Any post-2015 global development framework must accommodate these demands


By Rick Rowden, CESR Research Consultant

The Millennium Development Goals (MDGs) have placed a spotlight on the need to improve governance at both the domestic and global levels as a precondition for progress on development and poverty eradication. However, among the areas least adequately addressed by the MDGs to date have been the serious accountability deficits in the international economic governance system and how these issues can negatively impact national development efforts in poor countries. In particular, the MDGs process has neglected the contradictions between donor states’ international human rights and development commitments, on the one hand, and their policies and practice on international economic issues such as sovereign debt, aid, tax, trade and financial regulation, on the other. In these areas, MDG Goal 8, “Building a global partnership for development”, was supposed to be used to hold donor countries accountable to their aid commitments, yet in practice there was little accountability of donor states’ actions in these other areas of the global economic architecture.

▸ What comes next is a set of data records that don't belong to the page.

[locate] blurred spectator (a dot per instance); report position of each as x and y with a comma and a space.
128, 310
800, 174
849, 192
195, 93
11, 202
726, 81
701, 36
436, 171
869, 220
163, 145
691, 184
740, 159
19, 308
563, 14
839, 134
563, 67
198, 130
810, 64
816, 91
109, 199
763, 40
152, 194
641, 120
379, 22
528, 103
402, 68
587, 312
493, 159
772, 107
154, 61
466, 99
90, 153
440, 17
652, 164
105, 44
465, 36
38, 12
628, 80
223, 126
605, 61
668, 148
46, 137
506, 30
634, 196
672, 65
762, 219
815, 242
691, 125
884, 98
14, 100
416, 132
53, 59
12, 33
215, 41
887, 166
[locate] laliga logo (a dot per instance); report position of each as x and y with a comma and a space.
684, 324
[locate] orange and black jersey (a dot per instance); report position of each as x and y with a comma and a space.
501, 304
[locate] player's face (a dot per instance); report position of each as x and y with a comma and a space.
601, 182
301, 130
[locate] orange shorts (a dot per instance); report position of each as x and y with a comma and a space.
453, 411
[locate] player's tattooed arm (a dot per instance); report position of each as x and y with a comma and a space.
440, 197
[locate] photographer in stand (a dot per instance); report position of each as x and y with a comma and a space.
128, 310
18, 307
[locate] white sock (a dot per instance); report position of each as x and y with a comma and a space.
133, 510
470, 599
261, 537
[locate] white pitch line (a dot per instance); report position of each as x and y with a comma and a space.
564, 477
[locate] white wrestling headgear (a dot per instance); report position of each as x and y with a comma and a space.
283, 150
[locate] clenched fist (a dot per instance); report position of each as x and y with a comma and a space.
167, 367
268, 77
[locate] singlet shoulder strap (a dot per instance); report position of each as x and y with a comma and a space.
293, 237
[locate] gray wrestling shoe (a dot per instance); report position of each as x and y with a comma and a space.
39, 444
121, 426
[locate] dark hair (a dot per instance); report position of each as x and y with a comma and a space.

From a human rights perspective, MDG 8 failed to address economic relations between states from the perspective of their obligations to respect, protect and help fulfill human rights beyond their borders. Currently 160 countries have made concrete obligations to ensure the realization of economic, social and cultural (ESC) rights, with such obligations enshrined in the Universal Declaration of Human Rights and in a number of other human rights treaties at the regional and universal levels, such as the International Covenant on Economic, Social and Cultural Rights (ICESCR). As part of such obligations, parties to the ICESCR and other treaties have committed themselves to achieving progressively the full realization of these rights. Because it lacked a basis in human rights, MDG 8 failed to provide effective mechanisms for recipients to hold donor countries accountable to their development aid commitments, or for their obligations to fulfill rights under the treaties, including the human rights of those beyond their borders who are impacted by actions taken by countries in the international economic system.

As the international community engages in efforts to design frameworks for a new post-2015 global development paradigm, it must address these shortcomings in accountability on international economic issues and include new measures to address the need for global economic governance reforms. These measures must include: re-regulating global and national financial systems; restructuring the foreign aid system; restructuring global trade rules; establishing an international sovereign debt restructuring system; and addressing the need to stop international tax evasion and illicit financial flows.

Fortunately, people around the world are already mobilizing to support national and international advocacy efforts on some of these issues and are demanding that donor countries take steps to make sure they are addressed in any post-2015 global development framework. These include efforts to strengthen social accountability mechanisms by drawing from internationally recognized principles and concepts in human rights, such as participation, transparency and accountability, to address several of the most problematic features of the current global aid, trade and finance systems that went neglected by the MDGs. Not only must any post-2015 framework address these international economic governance issues, but it must also support the establishment of new mechanisms and procedures by which citizens and CSOs can regularly engage in public policy and economic policy decisions as necessary to achieve effective accountability at all levels of policy-making up to the level of international economic governance. 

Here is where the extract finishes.